Tesis "Gradient Estimation Based Directions and its Use as a Local Search Operator in Evolutionary Algorithms"
Sustentante: José Virgilio Treviño Avalos
Director: Dr. Ricardo Landa Becerra, investigador Cinvestav Tamaulipas.
Sinodales: Dr. José Juan García Hernández y Dr. Javier Rubio Loyola, investigadores del Cinvestav Tamaulipas.
Resumen:
Through the centuries, many techniques have been proposed to find, or at worst to approximate the optimum of mathematical functions. Calculus inspired the creation of new methods, which use gradient and Hessian information. However the effectiveness of these methods is limited to functions that have continuous second derivatives.
Advances in silicon technology have exponentially incremented the computing power that researchers have available. This power has allowed the development of methods inspired by nature, these methods are called metaheuristics. An important class of metaheuristics are evolutionary algorithms, which are influenced by Darwinian evolution. Bio-inspired techniques require a great number of iterations to find good approximations, but they can operate even in non-derivable functions.

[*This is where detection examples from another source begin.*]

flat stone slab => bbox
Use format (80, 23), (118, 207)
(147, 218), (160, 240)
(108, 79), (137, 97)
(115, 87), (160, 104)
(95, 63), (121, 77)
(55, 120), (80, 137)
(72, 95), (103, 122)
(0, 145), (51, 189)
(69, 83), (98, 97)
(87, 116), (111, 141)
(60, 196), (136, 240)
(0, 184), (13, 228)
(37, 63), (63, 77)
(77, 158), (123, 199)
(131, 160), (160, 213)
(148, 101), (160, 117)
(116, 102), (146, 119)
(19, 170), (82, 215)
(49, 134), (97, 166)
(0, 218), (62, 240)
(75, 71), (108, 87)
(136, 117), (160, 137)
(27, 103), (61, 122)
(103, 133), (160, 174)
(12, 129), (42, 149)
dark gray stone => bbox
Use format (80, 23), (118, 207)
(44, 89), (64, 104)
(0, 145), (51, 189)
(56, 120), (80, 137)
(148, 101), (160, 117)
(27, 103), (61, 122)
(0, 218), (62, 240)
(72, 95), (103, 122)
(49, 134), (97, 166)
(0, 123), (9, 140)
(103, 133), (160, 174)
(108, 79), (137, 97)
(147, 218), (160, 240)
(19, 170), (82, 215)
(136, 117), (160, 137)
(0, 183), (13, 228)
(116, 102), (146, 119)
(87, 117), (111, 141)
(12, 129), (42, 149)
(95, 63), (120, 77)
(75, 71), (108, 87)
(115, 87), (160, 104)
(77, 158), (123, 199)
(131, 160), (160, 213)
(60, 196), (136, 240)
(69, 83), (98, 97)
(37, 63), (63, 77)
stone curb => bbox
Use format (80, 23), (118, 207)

Developed in the fifties, the conjugate gradient method is a numerical optimization technique that uses first order information and has a convergence rate faster than the steepest descent but slower than methods that use second order information. The convergence speed of conjugate gradient methods is a consequence of the conjugacy of the search directions used, which means that searching in the same direction is avoided.
Conjugate gradient methods use gradients as basis vectors, this suggests that it should be possible to construct conjugate directions using gradients computed by an estimator. This thesis proposes the use of conjugate directions as a local search operator in evolutionary algorithms.